We retrieve log data directly from a RUNNING Application Master:

>>> k.logs()

Or, if log aggregation is enabled, we retrieve the resulting aggregated log data stored in HDFS. Note: aggregated log data is only available after the application has finished or been terminated, usually with a small lag of a few seconds while log aggregation takes place.

Kill¶

To stop an application from executing immediately, use the kill method:

>>> k.kill()

Python Applications¶

Python applications can be created by first making a conda environment for them to run within. This can be done directly with CondaCreator (and such environments are cached and reused) or with the knit instance itself.

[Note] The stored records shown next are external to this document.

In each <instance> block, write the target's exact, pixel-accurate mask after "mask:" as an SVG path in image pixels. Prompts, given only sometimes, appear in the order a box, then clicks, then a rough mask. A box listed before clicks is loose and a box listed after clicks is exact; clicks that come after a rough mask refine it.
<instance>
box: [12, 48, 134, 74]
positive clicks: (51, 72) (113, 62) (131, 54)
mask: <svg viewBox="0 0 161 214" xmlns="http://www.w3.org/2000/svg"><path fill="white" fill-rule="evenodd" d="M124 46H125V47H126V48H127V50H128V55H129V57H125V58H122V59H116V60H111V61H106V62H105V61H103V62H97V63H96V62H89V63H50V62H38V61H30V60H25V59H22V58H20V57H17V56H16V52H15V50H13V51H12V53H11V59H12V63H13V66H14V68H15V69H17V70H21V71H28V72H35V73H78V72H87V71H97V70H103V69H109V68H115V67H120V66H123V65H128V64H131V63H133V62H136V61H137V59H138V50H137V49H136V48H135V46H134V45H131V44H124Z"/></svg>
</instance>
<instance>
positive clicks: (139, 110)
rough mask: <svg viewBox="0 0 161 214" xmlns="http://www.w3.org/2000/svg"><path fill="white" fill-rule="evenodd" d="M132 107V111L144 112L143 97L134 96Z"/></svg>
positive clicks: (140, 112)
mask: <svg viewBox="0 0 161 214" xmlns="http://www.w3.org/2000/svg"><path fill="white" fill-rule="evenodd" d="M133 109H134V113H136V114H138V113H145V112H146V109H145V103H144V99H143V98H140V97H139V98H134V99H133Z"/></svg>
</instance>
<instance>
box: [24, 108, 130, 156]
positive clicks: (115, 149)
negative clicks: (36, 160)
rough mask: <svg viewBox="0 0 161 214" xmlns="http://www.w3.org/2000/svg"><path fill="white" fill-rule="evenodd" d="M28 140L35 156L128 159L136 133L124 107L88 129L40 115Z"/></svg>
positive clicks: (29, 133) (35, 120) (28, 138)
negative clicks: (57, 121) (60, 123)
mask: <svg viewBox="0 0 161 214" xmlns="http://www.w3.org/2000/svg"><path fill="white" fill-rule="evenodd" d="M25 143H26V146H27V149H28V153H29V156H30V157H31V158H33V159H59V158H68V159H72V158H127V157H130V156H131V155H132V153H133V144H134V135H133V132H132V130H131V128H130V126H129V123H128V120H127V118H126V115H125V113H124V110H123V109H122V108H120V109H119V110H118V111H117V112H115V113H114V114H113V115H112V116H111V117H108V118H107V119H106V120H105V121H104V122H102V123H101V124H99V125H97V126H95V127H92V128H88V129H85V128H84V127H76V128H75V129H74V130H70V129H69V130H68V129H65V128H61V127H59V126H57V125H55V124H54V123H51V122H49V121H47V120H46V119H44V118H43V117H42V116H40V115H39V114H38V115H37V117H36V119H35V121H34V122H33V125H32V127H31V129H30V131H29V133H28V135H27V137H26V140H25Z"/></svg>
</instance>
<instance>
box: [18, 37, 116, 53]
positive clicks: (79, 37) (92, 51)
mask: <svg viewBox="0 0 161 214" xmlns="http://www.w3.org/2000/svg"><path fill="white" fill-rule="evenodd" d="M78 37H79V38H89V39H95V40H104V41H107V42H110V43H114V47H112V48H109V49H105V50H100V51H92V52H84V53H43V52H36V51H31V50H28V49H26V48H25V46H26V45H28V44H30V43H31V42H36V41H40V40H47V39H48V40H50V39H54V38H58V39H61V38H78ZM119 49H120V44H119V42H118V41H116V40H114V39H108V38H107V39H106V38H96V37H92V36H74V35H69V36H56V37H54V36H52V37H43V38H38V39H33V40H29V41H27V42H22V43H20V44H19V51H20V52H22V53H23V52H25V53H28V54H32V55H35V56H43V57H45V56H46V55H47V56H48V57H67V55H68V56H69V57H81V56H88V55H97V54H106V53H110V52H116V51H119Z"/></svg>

A simple Python based application:

from knit import Knit
k = Knit()

env = k.create_env('test', packages=['python=3.5']])
cmd = 'python -c "import sys; print(sys.version_info); import random; print(str(random.random()))"'
app_id = k.start(cmd, num_containers=2, env=env)

A long running Python application. Here we reuse the same environment create above:

from knit import Knit
k = Knit()

cmd = 'python -m SimpleHTTPServer'
app_id = k.start(cmd, num_containers=2, env=env)

Dask Cluster¶

Run a distributed dask cluster on YARN with a few lines like:

To start a dask cluster on YARN

import dask_yarn

# Specify conda packages and channels for execution environment
cluster = dask_yarn.DaskYARNCluster(packages=['python=3.6', 'scikit-learn', 'pandas', 'dask'],
                                    channels=['conda-forge'])

# each worker gets 4GB and two cores
cluster.start(n_workers=10, memory=4096, cpus=2)

from dask.distributed import Client
client = Client(cluster)

This starts a set of workers on YARN, and a dask scheduler in the current process. We then create a client to connect to it. To connect from another python process, we would need to use the value of cluster.local_cluster.scheduler_address in the call to Client.